Menjadi pria kaya dan sukses adalah impiannya sejak lama. Namun wajah cantik Linka terus menghantuinya.
"Aku yakin dengan keputusanku. Dan aku berharap Linka akan bahagia dengan pria pilihan pamannya. Sudah saatnya ia harus membalas jasa pamannya yang telah membesarkannya selama ini," lirih dokter Dilan menghibur dirinya sendiri.
Menjelang sehari sebelum pernikahan Linka, gadis ini mempersiapkan dirinya dengan matang. Gaun pengantin dan kebayanya yang ia rancang sendiri jika di rupiahkan harganya sekitar 5 miliar.
Bukan hanya gaunnya saja tapi beskap dan jas putih untuk calon suaminya juga ia rancang sendiri. Saat ini Linka sedang dipingit. Ia tidak diperbolehkan bertemu dengan Dilan sampai menjelang hari pernikahan mereka.

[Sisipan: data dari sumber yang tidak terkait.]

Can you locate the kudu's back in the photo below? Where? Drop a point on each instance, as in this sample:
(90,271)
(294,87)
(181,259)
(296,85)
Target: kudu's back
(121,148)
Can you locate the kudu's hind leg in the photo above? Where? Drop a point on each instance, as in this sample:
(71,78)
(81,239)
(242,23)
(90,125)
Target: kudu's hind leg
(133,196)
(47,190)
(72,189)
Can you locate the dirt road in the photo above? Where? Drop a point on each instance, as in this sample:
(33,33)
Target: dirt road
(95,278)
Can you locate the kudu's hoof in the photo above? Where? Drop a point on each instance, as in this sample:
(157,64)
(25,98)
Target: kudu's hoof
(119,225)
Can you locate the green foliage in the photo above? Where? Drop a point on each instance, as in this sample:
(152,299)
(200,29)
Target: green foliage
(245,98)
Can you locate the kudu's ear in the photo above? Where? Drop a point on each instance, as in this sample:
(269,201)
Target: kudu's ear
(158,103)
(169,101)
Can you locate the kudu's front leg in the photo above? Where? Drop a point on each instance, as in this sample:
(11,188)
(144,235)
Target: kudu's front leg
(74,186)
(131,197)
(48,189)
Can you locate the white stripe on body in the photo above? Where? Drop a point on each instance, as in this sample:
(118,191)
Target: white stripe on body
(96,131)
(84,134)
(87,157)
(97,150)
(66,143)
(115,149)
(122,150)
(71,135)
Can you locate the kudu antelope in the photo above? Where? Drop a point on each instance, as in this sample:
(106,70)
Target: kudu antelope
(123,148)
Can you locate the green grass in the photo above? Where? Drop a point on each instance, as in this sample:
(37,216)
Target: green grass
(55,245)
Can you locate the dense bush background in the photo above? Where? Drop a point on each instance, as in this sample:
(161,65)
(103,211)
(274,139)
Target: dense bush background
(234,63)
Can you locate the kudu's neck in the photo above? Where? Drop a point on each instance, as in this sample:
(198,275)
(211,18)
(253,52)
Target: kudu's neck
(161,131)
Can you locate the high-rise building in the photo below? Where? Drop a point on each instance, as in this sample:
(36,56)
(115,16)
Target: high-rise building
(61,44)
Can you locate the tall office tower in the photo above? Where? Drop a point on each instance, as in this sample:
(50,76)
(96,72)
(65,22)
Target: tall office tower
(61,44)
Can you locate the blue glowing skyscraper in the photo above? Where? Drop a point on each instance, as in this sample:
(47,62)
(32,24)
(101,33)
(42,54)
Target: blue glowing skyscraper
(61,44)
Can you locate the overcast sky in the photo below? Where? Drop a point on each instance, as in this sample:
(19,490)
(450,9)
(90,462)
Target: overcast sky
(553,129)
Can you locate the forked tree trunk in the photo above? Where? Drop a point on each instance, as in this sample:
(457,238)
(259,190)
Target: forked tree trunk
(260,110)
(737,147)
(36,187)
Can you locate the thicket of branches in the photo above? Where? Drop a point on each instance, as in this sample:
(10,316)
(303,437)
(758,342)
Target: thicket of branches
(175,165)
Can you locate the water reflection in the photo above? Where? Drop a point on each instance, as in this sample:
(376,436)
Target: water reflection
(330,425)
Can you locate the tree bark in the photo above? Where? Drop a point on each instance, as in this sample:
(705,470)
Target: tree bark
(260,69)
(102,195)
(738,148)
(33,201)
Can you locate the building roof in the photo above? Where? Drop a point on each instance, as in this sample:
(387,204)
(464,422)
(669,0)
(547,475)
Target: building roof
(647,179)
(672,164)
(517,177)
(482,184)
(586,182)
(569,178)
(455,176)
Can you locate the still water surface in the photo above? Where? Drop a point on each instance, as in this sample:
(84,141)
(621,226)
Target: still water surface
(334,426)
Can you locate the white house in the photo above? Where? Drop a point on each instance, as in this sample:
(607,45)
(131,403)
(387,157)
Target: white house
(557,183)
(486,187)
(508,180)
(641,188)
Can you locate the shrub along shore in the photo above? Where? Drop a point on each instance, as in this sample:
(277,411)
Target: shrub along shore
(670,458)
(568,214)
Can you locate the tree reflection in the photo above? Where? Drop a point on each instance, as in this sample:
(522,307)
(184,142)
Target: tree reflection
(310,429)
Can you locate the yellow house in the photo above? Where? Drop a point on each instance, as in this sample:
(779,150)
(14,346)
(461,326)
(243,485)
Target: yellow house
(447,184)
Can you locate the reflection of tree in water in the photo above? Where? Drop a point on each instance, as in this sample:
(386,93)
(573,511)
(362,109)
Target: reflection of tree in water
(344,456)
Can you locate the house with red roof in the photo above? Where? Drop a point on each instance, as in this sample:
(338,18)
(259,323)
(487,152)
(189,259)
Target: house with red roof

Nyonya Widia dan putrinya Tiara bersikap seperti biasa di depan Linka seolah mereka turut menyukseskan acara pernikahan Linka.
"Tante. Nanti kalau aku sudah menikah kami akan tinggal di apartemen milik Linka. Jadi, Linka tidak lagi tinggal dengan paman dan Tante.
Linka minta maaf kalau selama ini ada perbuatannya Linka yang menyakiti hati kalian," ucap Linka sendu sebelum berlangsungnya acara pengajian.
"Linka sayang. Ini adalah rumah peninggalan ayahmu untuk kamu. Kenapa tidak tinggal di sini saja, hmm?" ucap nyonya Widia penuh sandiwara. Ia justru ingin menyingkirkan Linka agar mansion mewah itu menjadi miliknya.
"Tidak apa Tante. Aku ingin Tante yang merawat rumah ini seumur hidup Tante. Aku ingin punya rumah sendiri sesuai dengan impianku," ucap Linka makin membuat nyonya Widia besar kepala.
"Pergilah sejauh mungkin bersama tuan Aslan karena dia yang akan memberikan apapun yang kamu butuhkan," batin nyonya Widia yang mulai muncul sifat serakahnya.
Tok....tok....
"Permisi nyonya. Para tamu undangan sudah datang. Ustazahnya juga sudah ada. Sebentar lagi pengajian akan dimulai," ucap pelayan.
"Terimakasih Eka. Sebentar lagi kami akan turun," ucap nyonya Widia.
"Baik nyonya."
"Ayo sayang kita ke bawah...!" ajak nyonya Widia dan Linka mengikuti langkah Tantenya.
"Tante. Di mana Tiara?" tanya Linka saat tidak melihat kakak sepupunya di sekitar mereka.
"Dia sedang melakukan perawatan pedicure menicure untuk menyambut hari pernikahanmu sayang karena ia yang akan mendampingi kamu nanti saat kamu duduk bersanding dengan dokter Dilan," sahut nyonya Widia.
Linka hanya mengangguk. Ia kemudian bergabung dengan tim stafnya yang datang juga untuk melakukan pengajian bersama dengannya sore itu.
"Wah...! Nona Linka cantik sekali," puji stafnya begitu melihat Linka.
"Terimakasih," ucap Linka seraya menyalami para staffnya itu.
Linka yang saat ini sedang mengenakan busana muslimah berwarna coklat tampak sangat anggun dan elegan. Ia hanya mengenakan kerudung coklat muda untuk mempermanis penampilan. Ia belum bisa mengenakan jilbab yang sempurna. Acara pengajian akhirnya dibuka oleh MC.
Di tempat yang berbeda, Tiara yang sedang melakukan fitting kebaya pengantin nampak gugup karena dia datang ke butik itu di temani oleh dokter Dilan. Tiara akhirnya bisa mendapatkan pria idamannya yang tidak lain adalah calon suami saudara sepupunya sendiri.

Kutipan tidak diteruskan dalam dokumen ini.